This paper is about a research pattern I have come to love, which is: a model that is slightly less accurate than the benchmark but much more useful than the benchmark. In CP severity assessment — and, I suspect, most clinical CV — usefulness is usually the thing we are actually optimising, and accuracy is a proxy that is only sometimes faithful to it.
The task and the trap
Cerebral palsy severity is graded on the Gross Motor Function Classification System (GMFCS), levels I through V. The grade is made by a clinician who watches the child walk. It is a holistic call, and you cannot train a perfect automated grader without a lot of clinician-labeled video — which, as you would expect, is both scarce and protected.
The obvious trap, and one a lot of papers fall into, is to treat this as a black-box classification problem. Train a big model on raw video, optimise for grade accuracy, publish 72%, move on. I do not mean to disparage those papers — they are important baselines.
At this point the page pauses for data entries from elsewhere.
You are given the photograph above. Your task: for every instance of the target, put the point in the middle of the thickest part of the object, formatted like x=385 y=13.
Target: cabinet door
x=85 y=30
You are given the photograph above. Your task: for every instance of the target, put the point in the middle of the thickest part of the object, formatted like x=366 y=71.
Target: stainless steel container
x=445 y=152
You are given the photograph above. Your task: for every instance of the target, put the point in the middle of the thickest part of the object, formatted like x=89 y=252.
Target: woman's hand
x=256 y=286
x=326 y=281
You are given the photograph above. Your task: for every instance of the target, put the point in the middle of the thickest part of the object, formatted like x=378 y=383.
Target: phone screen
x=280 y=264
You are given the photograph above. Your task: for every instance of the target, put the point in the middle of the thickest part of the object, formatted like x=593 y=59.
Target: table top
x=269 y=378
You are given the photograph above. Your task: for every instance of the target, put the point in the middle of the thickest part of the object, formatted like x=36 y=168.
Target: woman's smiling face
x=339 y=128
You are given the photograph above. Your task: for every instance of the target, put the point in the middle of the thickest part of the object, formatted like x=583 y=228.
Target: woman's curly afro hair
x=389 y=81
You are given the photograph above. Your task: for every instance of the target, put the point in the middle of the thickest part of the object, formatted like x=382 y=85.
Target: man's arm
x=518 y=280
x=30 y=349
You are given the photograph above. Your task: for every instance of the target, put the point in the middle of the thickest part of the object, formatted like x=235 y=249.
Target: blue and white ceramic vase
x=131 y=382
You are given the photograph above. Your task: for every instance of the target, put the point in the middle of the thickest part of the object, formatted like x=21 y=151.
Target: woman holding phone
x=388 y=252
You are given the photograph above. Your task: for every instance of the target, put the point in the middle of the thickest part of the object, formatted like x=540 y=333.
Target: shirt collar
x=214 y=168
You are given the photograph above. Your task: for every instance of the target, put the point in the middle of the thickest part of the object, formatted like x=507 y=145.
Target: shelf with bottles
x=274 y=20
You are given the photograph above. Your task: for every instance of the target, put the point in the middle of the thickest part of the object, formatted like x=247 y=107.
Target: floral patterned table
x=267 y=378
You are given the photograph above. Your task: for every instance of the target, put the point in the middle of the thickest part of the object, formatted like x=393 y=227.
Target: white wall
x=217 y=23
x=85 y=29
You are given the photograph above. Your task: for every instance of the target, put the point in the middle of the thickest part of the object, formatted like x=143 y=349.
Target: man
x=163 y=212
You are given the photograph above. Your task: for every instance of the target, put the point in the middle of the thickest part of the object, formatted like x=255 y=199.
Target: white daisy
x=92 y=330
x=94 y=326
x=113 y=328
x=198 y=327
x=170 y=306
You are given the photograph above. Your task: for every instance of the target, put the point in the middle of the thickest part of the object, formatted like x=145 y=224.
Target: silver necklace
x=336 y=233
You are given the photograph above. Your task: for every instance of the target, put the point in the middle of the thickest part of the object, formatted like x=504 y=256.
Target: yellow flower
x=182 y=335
But they are not a tool a clinician will use, because the clinician's job isn't to output a number. The clinician's job is to write a note that says "level III, walking with truncal sway and impaired knee flexion on the left." A 72% classifier doesn't help with that note.
The fusion, in detail
The skeleton stream is a spatiotemporal GCN eating 17 body keypoints per frame; it's a workhorse architecture, bog-standard, chosen because it is well-understood and fast. The clinical-descriptor stream is a small MLP eating six expertly-curated gait features per video clip — step length asymmetry, cadence, knee flexion peak, stance-to-swing ratio, trunk sway, minimum toe clearance. Each of these is named, clinically interpretable, and individually motivated by the literature on CP gait.
We fuse the two streams with a gated-attention layer. During prediction, the gate tells us how much of each stream drove the final call. For high-confidence predictions from the skeleton stream, the gate opens; for borderline cases, the clinical descriptors are given higher weight. This matches the clinical intuition that when the automated grader is unsure, measured descriptors (knee flexion range, toe clearance) are more diagnostic than end-to-end features.
A clinician rereading the report can see not just the predicted level but which descriptors drove it — and, critically, can disagree with the model on the grounds that one descriptor is off. That is the real product.
Results, honestly
Our accuracy (70.86% five-way) is not state of the art. The best pure-skeleton method gets ~73%. We lose ~2 points. We gain something the pure method cannot offer: a per-prediction attribution to features a clinician recognises. In the paper we frame this as an explicit trade-off. In conversation I frame it more strongly: the pure method is a research artefact; the fused method is a tool.
What we stumbled on
The most interesting finding is not the headline accuracy. It is that the clinical-descriptor stream alone — a six-dimensional MLP — reaches 62% accuracy. Six hand-crafted numbers, no deep learning on video, and you are two-thirds of the way to the automated result. This is a finding I want people to sit with. The gap between six well-chosen features and a big end-to-end model is 8 accuracy points. Those 8 points are real and valuable, but the shape of the problem is much more "pick the right features" than the current literature wants to admit.
I suspect this generalises. Whenever a clinical CV task has a century of domain expertise behind it, the hand-crafted features probably get you 70–80% of the way to the ML answer on their own. The ML is for the last twenty points, not the first seventy. We have it backwards.
Ethics and caution
A tool that grades severity could be used to allocate care — and in the wrong institutional hands, it could ration it. The paper is careful to say that the output is a decision-support tool, not an arbiter. The clinician remains the grader of record. We repeat that in the limitations and again in the discussion; it is not in my power to prevent the tool from being misused, but it is in my power to make it very hard to claim you misused it in good faith.
Separately — and this is a note more than an argument — the dataset we trained on is overwhelmingly North American and European, and underrepresents the regions where CP prevalence is highest. Any deployment outside that distribution needs its own validation. We do not claim otherwise. I write this note because I wish more papers wrote it explicitly.